Summary: CRISPR gene editing has allowed researchers to prevent angiogenesis of the retina occurring in mice. Researchers say the new technology could help prevent vision loss in those with retinal diseases.
Source: Mass Eye and Ear.
Powerful new technology may lead to novel therapies to prevent vision loss, blindness in those with diseases of the retina.
A research team from the Schepens Eye Research Institute of Massachusetts Eye and Ear has successfully prevented mice from developing angiogenesis of the retina—the sensory tissue at the back of the eye—using gene-editing techniques with CRISPR-Cas9. Angiogenesis causes vision loss and blindness and is a feature of several degenerative eye conditions, including proliferative diabetic retinopathy (PDR), wet age-related macular degeneration (AMD), and retinopathy of prematurity (ROP). In a report published online today in Nature Communications, the researchers present a novel gene-editing technique to prevent retinal angiogenesis, which could lead to the development of new therapies for eye conditions marked by pathological intraocular angiogenesis.
Despite the success of vascular endothelial cell growth factor (VEGF) inhibiting agents (e.g. Lucentis®, Eylea®) in reducing neovascular growth and lessening vascular leakage in retinal diseases such as PDR and AMD, several therapeutic challenges remain—namely a need for sustained treatment and a modality to treat the significant number of patients who do not respond to anti-VEGF therapies.

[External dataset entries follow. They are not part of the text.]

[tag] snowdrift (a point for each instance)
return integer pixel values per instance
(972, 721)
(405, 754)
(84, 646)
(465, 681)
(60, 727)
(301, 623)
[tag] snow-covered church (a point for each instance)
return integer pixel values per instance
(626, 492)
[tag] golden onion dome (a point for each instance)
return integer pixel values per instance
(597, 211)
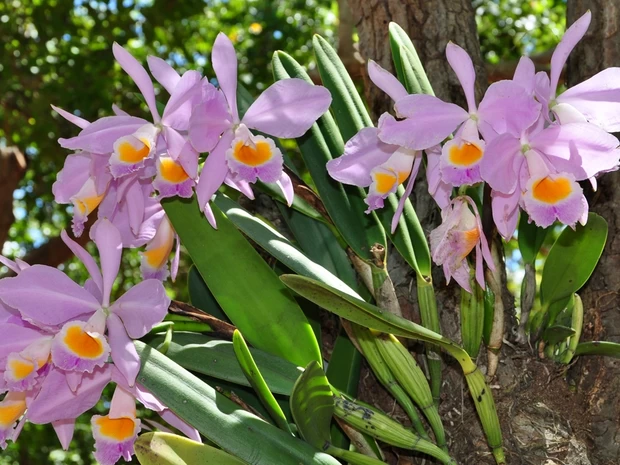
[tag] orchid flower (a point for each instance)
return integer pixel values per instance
(453, 240)
(286, 109)
(369, 162)
(580, 150)
(596, 100)
(46, 297)
(427, 121)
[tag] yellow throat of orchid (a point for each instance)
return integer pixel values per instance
(252, 156)
(465, 155)
(551, 191)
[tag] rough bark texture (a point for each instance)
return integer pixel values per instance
(599, 378)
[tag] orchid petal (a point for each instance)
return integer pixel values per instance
(571, 37)
(85, 258)
(139, 75)
(15, 338)
(593, 148)
(122, 350)
(185, 95)
(224, 61)
(500, 163)
(71, 177)
(525, 75)
(407, 193)
(214, 171)
(46, 295)
(142, 307)
(598, 99)
(286, 185)
(179, 424)
(288, 108)
(163, 73)
(386, 81)
(506, 108)
(56, 401)
(209, 119)
(362, 153)
(429, 121)
(74, 119)
(64, 430)
(100, 136)
(108, 240)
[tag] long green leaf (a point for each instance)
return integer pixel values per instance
(408, 65)
(345, 204)
(266, 313)
(572, 259)
(531, 238)
(170, 449)
(200, 296)
(372, 317)
(216, 358)
(312, 406)
(255, 377)
(276, 244)
(236, 431)
(610, 349)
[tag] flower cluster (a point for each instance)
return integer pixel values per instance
(528, 144)
(124, 165)
(61, 344)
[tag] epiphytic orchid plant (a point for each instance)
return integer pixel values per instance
(151, 183)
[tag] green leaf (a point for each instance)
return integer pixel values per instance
(170, 449)
(610, 349)
(408, 66)
(369, 316)
(343, 372)
(216, 358)
(276, 244)
(555, 334)
(351, 116)
(223, 422)
(347, 105)
(254, 376)
(200, 296)
(231, 268)
(531, 238)
(572, 259)
(312, 406)
(322, 143)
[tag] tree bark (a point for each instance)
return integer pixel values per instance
(431, 25)
(600, 377)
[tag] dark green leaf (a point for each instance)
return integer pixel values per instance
(254, 376)
(572, 259)
(235, 430)
(312, 406)
(170, 449)
(216, 358)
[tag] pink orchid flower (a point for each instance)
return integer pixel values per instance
(369, 162)
(46, 297)
(427, 121)
(286, 109)
(453, 240)
(595, 100)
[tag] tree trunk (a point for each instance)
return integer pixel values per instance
(599, 377)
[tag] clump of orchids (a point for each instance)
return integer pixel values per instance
(61, 343)
(530, 145)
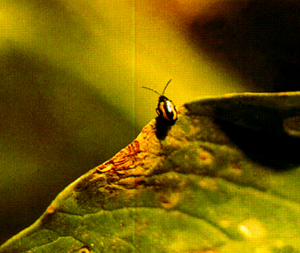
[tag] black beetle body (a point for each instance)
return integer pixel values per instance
(166, 109)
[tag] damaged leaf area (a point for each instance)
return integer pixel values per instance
(224, 178)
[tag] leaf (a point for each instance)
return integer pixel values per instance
(224, 178)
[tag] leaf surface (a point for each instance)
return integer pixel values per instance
(224, 178)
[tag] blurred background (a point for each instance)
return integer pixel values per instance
(71, 73)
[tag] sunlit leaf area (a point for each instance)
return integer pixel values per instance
(72, 73)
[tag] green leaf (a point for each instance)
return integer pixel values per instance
(224, 178)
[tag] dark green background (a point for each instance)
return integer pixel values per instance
(72, 71)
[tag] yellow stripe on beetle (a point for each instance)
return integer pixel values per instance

“We know that vascular endothelial growth factor (VEGF) receptor 2 (VEGFR2) plays an essential role in angiogenesis,” said corresponding author Hetian Lei, Ph.D., Assistant Scientist at Schepens Eye Research Institute of Mass. Eye and Ear and Assistant Professor of Ophthalmology at Harvard Medical School. “The CRISPR-Cas9 system to can be utilized to edit the VEGFR2 gene, preventing intraocular pathological angiogenesis.”
A feature of various eye diseases, pathological intraocular angiogenesis presents clinically when blood vessels in the retina (the structure in the back of the eye that senses and perceives light) begin to grow new, abnormal blood vessels on the surface of the retina. As the damage progresses, these vessels can leak, rupture, or cause retinal detachment leading to impaired vision.
CRISPR-Cas9 is a powerful new technology that can target and edit certain aspects of the genome, or the complete set of genetic material of an organism. In the Nature Communications report, study authors used an adeno-associated virus (AAV) to deliver genomic edits to target VEGFR2, a critical protein responsible for angiogenesis. A single injection of this therapy was able to prevent retinal angiogenesis in preclinical models.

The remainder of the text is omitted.